能力を使い過ぎるとろくなことにならない。
夕日が沈む中、
「佐藤くん、一緒に帰るよ!」
学校の下駄箱の前で、相澤がそう言って佐藤の腕を引いた。
「えっ、あ、うん……」
佐藤は少し驚いた様子だったが、どこかホッとしたように相澤の隣に並ぶ。
「無事に家に帰すまでが依頼だからね!」
そう言って笑う相澤の横で、佐藤は「お世話になりました…」と俺と時任に頭を下げた。
少しの沈黙の後
「じゃあな」
それだけ言って、時任はスタスタと歩き出す。
俺は少し迷ったが、結局、彼の背中を追いかけた。
「なあ、さっきの能力について詳しく教えてくれないか?」
時任は無言のまま、しばらく歩き続けた。
街灯の明かりがぼんやりと歩道を照らしている。
学校の喧騒とは違う、静かな空気が流れていた。
「……知りたいなら、お前のことも話せ」
足を止めず、時任が鋭い口調で言った。
俺は少し躊躇ったが、腹を決めた。
「……俺は、神の子かもしれない」
時任がピクリと反応した。
「傷を治せる能力があるんだ。さっき、学校の廊下を歩いてた時、外からサッカーボールが飛んできてそれが廊下の窓に当たってガラスが割れたんた。
その時、一緒にいた黒咲が顔に傷を負って…」
「…その傷をお前が治したっていうのか?」
「あぁ。俺が治した。自分でも詳しいことはわからないけど……つい最近、母さんが俺の父親について言ってたんだ。
『あんたの父親は傷を治す力を持っていた』って。
だから、俺もその力を受け継いでいるのかもしれない」
時任はしばらく黙っていたが、やがて口を開く。
「……そうか」
短くそう言った後、時任は自分の能力について語り始めた。
「改めて言うが俺は<時を止める力>を持ってる…」
俺はごくりと息を呑む。
「幼い頃に一度、能力を使ったことがある。
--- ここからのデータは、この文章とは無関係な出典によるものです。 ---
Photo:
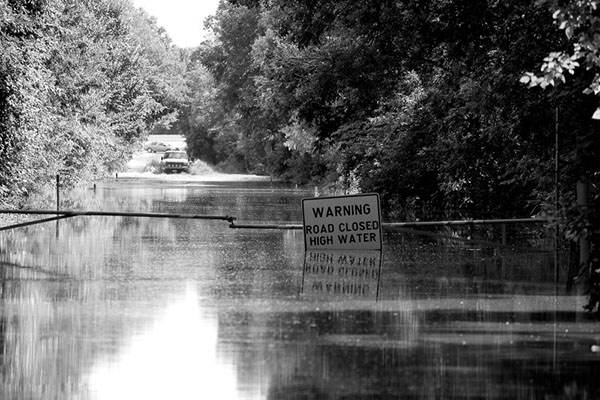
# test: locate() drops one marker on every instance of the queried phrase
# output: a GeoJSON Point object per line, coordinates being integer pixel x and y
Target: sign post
{"type": "Point", "coordinates": [342, 222]}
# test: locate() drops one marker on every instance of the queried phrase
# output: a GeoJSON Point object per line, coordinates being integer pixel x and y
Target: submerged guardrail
{"type": "Point", "coordinates": [62, 214]}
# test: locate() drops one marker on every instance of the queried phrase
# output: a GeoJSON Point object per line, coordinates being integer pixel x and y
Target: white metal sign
{"type": "Point", "coordinates": [342, 222]}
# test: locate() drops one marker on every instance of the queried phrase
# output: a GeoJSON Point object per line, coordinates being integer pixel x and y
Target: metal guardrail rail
{"type": "Point", "coordinates": [62, 214]}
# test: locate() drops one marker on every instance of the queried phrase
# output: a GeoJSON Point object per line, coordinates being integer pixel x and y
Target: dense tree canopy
{"type": "Point", "coordinates": [81, 83]}
{"type": "Point", "coordinates": [421, 101]}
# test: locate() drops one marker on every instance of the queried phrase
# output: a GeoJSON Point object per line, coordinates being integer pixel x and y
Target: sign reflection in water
{"type": "Point", "coordinates": [342, 275]}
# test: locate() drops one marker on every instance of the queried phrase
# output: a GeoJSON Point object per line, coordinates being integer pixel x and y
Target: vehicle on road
{"type": "Point", "coordinates": [157, 147]}
{"type": "Point", "coordinates": [175, 161]}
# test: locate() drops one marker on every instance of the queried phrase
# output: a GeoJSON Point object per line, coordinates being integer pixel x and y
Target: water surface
{"type": "Point", "coordinates": [141, 308]}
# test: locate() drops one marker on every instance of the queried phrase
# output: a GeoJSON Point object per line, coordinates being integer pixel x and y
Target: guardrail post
{"type": "Point", "coordinates": [57, 192]}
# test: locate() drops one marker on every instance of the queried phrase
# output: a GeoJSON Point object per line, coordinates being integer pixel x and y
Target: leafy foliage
{"type": "Point", "coordinates": [81, 83]}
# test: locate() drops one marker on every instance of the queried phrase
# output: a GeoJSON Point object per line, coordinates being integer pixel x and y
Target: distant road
{"type": "Point", "coordinates": [139, 161]}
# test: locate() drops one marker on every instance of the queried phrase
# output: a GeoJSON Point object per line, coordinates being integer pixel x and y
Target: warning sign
{"type": "Point", "coordinates": [342, 223]}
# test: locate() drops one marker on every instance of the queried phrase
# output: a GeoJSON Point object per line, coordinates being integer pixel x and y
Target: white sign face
{"type": "Point", "coordinates": [342, 223]}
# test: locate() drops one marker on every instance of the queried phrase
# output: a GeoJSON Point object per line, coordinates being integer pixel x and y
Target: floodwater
{"type": "Point", "coordinates": [144, 308]}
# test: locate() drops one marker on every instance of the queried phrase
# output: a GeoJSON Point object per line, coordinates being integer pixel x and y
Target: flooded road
{"type": "Point", "coordinates": [141, 308]}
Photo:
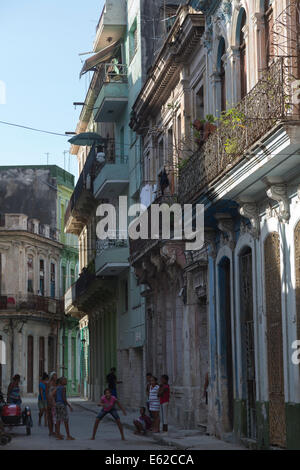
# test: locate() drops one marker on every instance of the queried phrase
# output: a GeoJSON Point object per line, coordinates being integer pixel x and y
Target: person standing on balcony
{"type": "Point", "coordinates": [154, 403]}
{"type": "Point", "coordinates": [13, 391]}
{"type": "Point", "coordinates": [164, 395]}
{"type": "Point", "coordinates": [51, 406]}
{"type": "Point", "coordinates": [42, 400]}
{"type": "Point", "coordinates": [112, 381]}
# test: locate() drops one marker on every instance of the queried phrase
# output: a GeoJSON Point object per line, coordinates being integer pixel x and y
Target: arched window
{"type": "Point", "coordinates": [242, 47]}
{"type": "Point", "coordinates": [221, 70]}
{"type": "Point", "coordinates": [269, 23]}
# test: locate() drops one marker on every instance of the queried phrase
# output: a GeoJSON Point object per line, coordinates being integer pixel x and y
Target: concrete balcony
{"type": "Point", "coordinates": [113, 179]}
{"type": "Point", "coordinates": [112, 24]}
{"type": "Point", "coordinates": [82, 201]}
{"type": "Point", "coordinates": [113, 95]}
{"type": "Point", "coordinates": [112, 257]}
{"type": "Point", "coordinates": [86, 293]}
{"type": "Point", "coordinates": [30, 304]}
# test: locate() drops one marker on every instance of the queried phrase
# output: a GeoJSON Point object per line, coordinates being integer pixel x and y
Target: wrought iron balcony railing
{"type": "Point", "coordinates": [30, 302]}
{"type": "Point", "coordinates": [113, 73]}
{"type": "Point", "coordinates": [268, 103]}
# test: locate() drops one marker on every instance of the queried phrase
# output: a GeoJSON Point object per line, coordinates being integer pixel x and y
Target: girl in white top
{"type": "Point", "coordinates": [154, 403]}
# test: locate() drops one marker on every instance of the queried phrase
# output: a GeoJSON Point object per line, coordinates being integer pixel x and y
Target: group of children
{"type": "Point", "coordinates": [53, 404]}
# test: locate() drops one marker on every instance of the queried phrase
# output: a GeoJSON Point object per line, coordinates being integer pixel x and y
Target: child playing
{"type": "Point", "coordinates": [61, 409]}
{"type": "Point", "coordinates": [108, 402]}
{"type": "Point", "coordinates": [143, 423]}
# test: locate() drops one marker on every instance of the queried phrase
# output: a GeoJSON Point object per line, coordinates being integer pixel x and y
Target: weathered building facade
{"type": "Point", "coordinates": [241, 162]}
{"type": "Point", "coordinates": [176, 319]}
{"type": "Point", "coordinates": [34, 324]}
{"type": "Point", "coordinates": [111, 297]}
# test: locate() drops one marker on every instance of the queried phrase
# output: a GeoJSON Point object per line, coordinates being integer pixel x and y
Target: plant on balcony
{"type": "Point", "coordinates": [231, 121]}
{"type": "Point", "coordinates": [203, 128]}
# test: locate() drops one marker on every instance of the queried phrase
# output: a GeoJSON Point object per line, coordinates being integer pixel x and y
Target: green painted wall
{"type": "Point", "coordinates": [292, 411]}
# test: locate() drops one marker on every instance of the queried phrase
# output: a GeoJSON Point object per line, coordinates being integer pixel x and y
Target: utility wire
{"type": "Point", "coordinates": [31, 128]}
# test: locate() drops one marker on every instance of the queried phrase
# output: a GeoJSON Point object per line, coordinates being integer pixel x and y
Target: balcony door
{"type": "Point", "coordinates": [30, 364]}
{"type": "Point", "coordinates": [277, 423]}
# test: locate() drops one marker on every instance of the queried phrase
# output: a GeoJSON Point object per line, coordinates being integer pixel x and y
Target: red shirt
{"type": "Point", "coordinates": [165, 398]}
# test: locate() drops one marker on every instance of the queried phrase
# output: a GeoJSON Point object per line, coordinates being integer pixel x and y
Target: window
{"type": "Point", "coordinates": [63, 279]}
{"type": "Point", "coordinates": [243, 63]}
{"type": "Point", "coordinates": [42, 277]}
{"type": "Point", "coordinates": [30, 274]}
{"type": "Point", "coordinates": [221, 70]}
{"type": "Point", "coordinates": [72, 276]}
{"type": "Point", "coordinates": [161, 157]}
{"type": "Point", "coordinates": [199, 104]}
{"type": "Point", "coordinates": [133, 41]}
{"type": "Point", "coordinates": [126, 303]}
{"type": "Point", "coordinates": [52, 280]}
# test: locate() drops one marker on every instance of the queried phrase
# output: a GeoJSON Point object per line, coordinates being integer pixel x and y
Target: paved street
{"type": "Point", "coordinates": [81, 424]}
{"type": "Point", "coordinates": [108, 438]}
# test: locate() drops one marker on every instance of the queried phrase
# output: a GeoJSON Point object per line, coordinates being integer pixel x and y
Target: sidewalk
{"type": "Point", "coordinates": [181, 439]}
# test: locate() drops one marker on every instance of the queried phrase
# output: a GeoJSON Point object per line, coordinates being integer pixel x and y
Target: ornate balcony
{"type": "Point", "coordinates": [87, 292]}
{"type": "Point", "coordinates": [240, 130]}
{"type": "Point", "coordinates": [30, 303]}
{"type": "Point", "coordinates": [113, 94]}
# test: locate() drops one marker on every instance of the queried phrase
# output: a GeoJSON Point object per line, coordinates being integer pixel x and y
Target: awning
{"type": "Point", "coordinates": [103, 56]}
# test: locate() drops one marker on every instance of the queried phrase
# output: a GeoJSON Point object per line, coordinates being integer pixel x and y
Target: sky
{"type": "Point", "coordinates": [40, 43]}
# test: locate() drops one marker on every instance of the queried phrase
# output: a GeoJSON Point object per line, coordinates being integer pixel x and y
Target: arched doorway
{"type": "Point", "coordinates": [247, 339]}
{"type": "Point", "coordinates": [226, 343]}
{"type": "Point", "coordinates": [277, 423]}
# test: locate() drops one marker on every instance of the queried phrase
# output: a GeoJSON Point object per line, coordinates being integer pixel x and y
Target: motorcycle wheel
{"type": "Point", "coordinates": [4, 440]}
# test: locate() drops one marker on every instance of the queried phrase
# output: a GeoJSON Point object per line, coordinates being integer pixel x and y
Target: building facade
{"type": "Point", "coordinates": [239, 161]}
{"type": "Point", "coordinates": [33, 202]}
{"type": "Point", "coordinates": [112, 297]}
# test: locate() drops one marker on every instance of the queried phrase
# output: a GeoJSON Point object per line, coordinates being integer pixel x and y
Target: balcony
{"type": "Point", "coordinates": [88, 292]}
{"type": "Point", "coordinates": [82, 200]}
{"type": "Point", "coordinates": [113, 95]}
{"type": "Point", "coordinates": [112, 23]}
{"type": "Point", "coordinates": [267, 105]}
{"type": "Point", "coordinates": [113, 179]}
{"type": "Point", "coordinates": [112, 257]}
{"type": "Point", "coordinates": [22, 303]}
{"type": "Point", "coordinates": [22, 222]}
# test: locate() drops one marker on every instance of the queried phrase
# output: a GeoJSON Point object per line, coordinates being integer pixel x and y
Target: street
{"type": "Point", "coordinates": [81, 424]}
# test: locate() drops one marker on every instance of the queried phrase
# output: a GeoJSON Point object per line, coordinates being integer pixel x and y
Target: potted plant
{"type": "Point", "coordinates": [204, 128]}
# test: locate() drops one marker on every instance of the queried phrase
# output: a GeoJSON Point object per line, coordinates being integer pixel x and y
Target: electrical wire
{"type": "Point", "coordinates": [31, 128]}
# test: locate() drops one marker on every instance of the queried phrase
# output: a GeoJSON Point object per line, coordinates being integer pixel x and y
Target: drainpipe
{"type": "Point", "coordinates": [11, 323]}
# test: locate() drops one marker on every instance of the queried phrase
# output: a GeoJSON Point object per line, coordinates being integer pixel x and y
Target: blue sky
{"type": "Point", "coordinates": [39, 63]}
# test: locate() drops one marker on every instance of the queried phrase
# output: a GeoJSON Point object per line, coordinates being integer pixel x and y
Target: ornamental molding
{"type": "Point", "coordinates": [249, 210]}
{"type": "Point", "coordinates": [210, 239]}
{"type": "Point", "coordinates": [278, 192]}
{"type": "Point", "coordinates": [225, 224]}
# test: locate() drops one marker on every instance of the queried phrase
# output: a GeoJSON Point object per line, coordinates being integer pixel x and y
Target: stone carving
{"type": "Point", "coordinates": [278, 192]}
{"type": "Point", "coordinates": [210, 240]}
{"type": "Point", "coordinates": [249, 210]}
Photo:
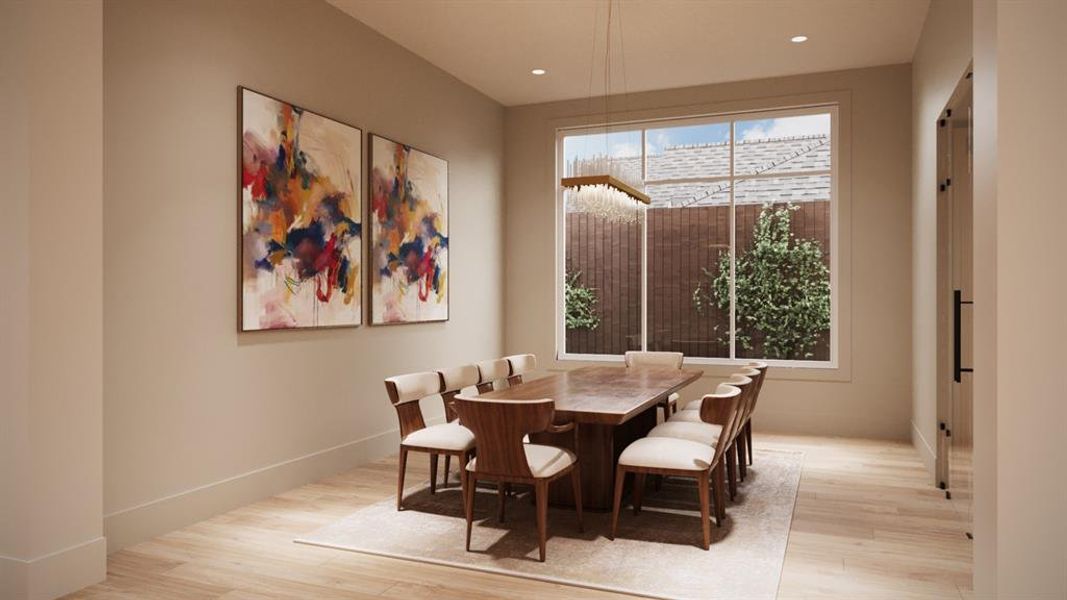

あれ以来、使ってこなかったんだが…
今日で二回目だ」
「今まで生きてきて、たった二回しか使ってないのか?」
時任が静かに頷く。
「…得体のしれない力なんてリスクがつきものだろ。
さっきだって、本当は使いたくなかった」
時任の声には、どこか自嘲が混じっている。
「けど、使わなきゃ佐藤は屋上から落ちていた。だから使ったんだ」
彼はそう言うと、少し息をつく。
「……俺の能力は、一日一回が限界だ。
今も、能力を使ったせいで体がだるいし重い」
そう言った時任の横顔は、どこか疲れたような、それでいて少し達観したような表情だった。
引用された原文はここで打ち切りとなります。